Samples of vaginal mucosa respectively a) and c) before, b) and d) 1 hour after laser application. Picrosirius red stained sections. a) and b) observed with not polarised light. a) atrophic mucosa with a relatively thin epithelium formed by small compacted cells, and connective tissue intensely stained. b) epithelium appears much thicker, with big cells desquamating at the epithelial surface. The connective tissue of papilla is mainly formed by thin fibrils. The same sections, observed at the circularly polarised light microscope, are represented in b) and c) respectively. The visible coloured structures are constituted by collagen fibres which, without any additional filter, are showing different colours, appearing red, or orange, or green or yellow. This is due to different collagens and specific interactions with the Sirius red stain. The epithelium is not visible because it does not contain birefringent structures

The tool used for computerised morphometric analysis is represented (in detail described in Materials and Methods), with the selected colour bands which have permitted the selected evaluation of the green/yellow and the red/orange fibres. The tool “Adjust colour threshold” was used for segmentation of sampling areas, extracting from each preparation the green/yellow appearing thin fibres and the red/orange appearing thick fibres to be evaluated

The resulting percentage areas of collagen profiles in the Green/Yellow channel and the Red/Orange channel, respectively for controls and treated, are represented in Figure 6.

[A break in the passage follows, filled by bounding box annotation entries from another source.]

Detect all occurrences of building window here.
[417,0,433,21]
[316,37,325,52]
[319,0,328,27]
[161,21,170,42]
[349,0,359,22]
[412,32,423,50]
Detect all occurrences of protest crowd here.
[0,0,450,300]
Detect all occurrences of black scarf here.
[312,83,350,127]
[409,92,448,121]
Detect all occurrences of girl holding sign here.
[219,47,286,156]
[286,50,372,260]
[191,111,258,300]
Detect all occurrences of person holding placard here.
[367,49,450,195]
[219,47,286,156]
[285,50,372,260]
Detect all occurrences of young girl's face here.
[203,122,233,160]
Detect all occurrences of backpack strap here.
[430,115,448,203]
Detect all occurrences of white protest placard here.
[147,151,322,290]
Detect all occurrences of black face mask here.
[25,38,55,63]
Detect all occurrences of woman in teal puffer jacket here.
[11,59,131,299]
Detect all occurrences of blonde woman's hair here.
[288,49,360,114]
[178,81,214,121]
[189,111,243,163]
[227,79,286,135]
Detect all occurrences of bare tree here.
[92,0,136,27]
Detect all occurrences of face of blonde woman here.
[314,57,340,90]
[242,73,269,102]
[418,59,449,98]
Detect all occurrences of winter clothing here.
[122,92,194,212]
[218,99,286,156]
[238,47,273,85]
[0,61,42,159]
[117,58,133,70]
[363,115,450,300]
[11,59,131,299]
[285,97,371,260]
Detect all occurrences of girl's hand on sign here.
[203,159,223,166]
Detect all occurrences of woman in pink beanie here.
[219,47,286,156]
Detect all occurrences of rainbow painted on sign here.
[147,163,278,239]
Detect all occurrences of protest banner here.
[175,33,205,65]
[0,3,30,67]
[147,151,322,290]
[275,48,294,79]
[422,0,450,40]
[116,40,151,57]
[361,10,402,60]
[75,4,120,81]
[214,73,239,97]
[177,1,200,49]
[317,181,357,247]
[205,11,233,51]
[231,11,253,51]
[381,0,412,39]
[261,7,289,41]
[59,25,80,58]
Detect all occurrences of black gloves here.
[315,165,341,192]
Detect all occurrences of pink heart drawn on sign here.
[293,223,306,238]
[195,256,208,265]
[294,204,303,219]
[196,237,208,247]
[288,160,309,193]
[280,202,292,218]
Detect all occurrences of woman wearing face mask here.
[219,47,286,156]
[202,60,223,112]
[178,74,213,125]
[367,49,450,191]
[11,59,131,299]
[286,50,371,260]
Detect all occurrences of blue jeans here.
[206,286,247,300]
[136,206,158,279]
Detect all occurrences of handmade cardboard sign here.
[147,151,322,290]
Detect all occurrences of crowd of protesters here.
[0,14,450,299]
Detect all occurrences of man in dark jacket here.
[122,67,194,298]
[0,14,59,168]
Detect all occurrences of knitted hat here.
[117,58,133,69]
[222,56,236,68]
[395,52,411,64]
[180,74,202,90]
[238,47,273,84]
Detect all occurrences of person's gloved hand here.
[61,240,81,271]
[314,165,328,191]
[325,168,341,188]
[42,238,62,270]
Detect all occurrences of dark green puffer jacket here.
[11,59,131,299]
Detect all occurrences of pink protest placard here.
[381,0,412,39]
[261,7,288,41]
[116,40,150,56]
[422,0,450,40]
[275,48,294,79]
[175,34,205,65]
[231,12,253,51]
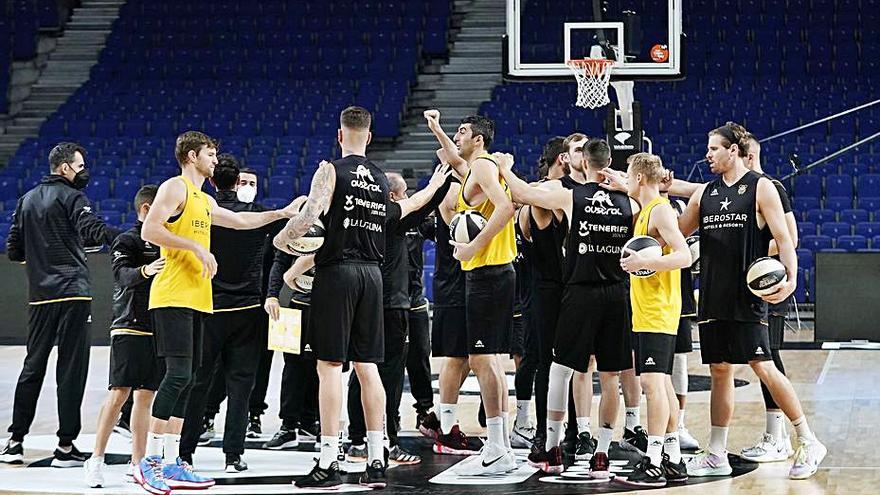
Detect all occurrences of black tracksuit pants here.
[9,301,92,446]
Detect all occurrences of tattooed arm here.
[272,161,336,254]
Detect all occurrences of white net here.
[566,58,614,108]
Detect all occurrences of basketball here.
[620,235,663,278]
[746,257,788,297]
[449,210,487,244]
[287,220,326,256]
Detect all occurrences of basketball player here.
[274,107,388,489]
[134,131,299,493]
[620,153,691,486]
[83,184,165,488]
[742,133,798,462]
[679,125,827,479]
[502,139,639,478]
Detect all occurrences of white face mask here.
[235,186,257,203]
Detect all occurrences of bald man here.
[348,172,449,464]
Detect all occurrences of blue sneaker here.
[162,457,214,490]
[134,455,171,495]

Results from the computerized morphometric analysis performed on the connective tissue of lamina propria in Picrosirius red stained sections. Comparison between the percentage area occupied by thick fibres (red columns, mature collagen) over a reference frame and the percentage of the area occupied by thin fibres (green columns, immature/newly formed collagen) over a corresponding reference frame, respectively in samples controls (before) and in samples 1 hour after fractional CO2 laser treatment

The result of the treatment shows respect to the control, a significant increase of thin fibres (Figure 6), not only in the newly formed papillae but also in the lamina propria of the vaginal mucosa.

At last, the zymographic analysis of MMP - 2 (Figure 7) demonstrated an increase of the active form of MMP - 2 and a corresponding decrease of latent MMP - 2 form, suggesting and confirming the early starting of the enzymatic pathway for collagen turnover.

Zymograms obtained by electrophoresis and related densitometry plots of activity bands of active and latent MMP-2 forms from a) control, and b) following treatment

These features are realistically representing the demonstration of the very early onset of the regenerative mechanisms in the connective tissue, with related trophic stimulation of growth and maturation of the epithelium. These regenerative mechanisms, started so early, will be enhanced and then stabilized with following laser applications with relief of symptoms as an effective treatment, consisting in three laser applications with follow up at 12 week [1][2][3][4][5][6], resulting in a long-lasting renewed and rejuvenated mucosa.

Discussion

In the premenopausal fertile age women, the vaginal mucosa is presenting as a well-structured bilayer of tissues, with a squamous stratified, not keratinised epithelium formed by many layers of cells and a lamina propria of connective tissue. Numerous projections of the connective tissue are expanding in the underface of the epithelium forming characteristic indentations as papillae. Papillae constitute very important mechanical and trophic structures. They are representing not only a significant increase of structural link between the epithelium and the connective tissue but also a functional link permitting a much better diffusion of nutrients to the stratified epithelium through a much more extended surface. Through the basement membrane, the connective tissue results firmly anchored to the epithelium through different collagens, fibronectin, proteoglycans, glycosaminoglycans, and glycoproteins synthesised by fibroblasts.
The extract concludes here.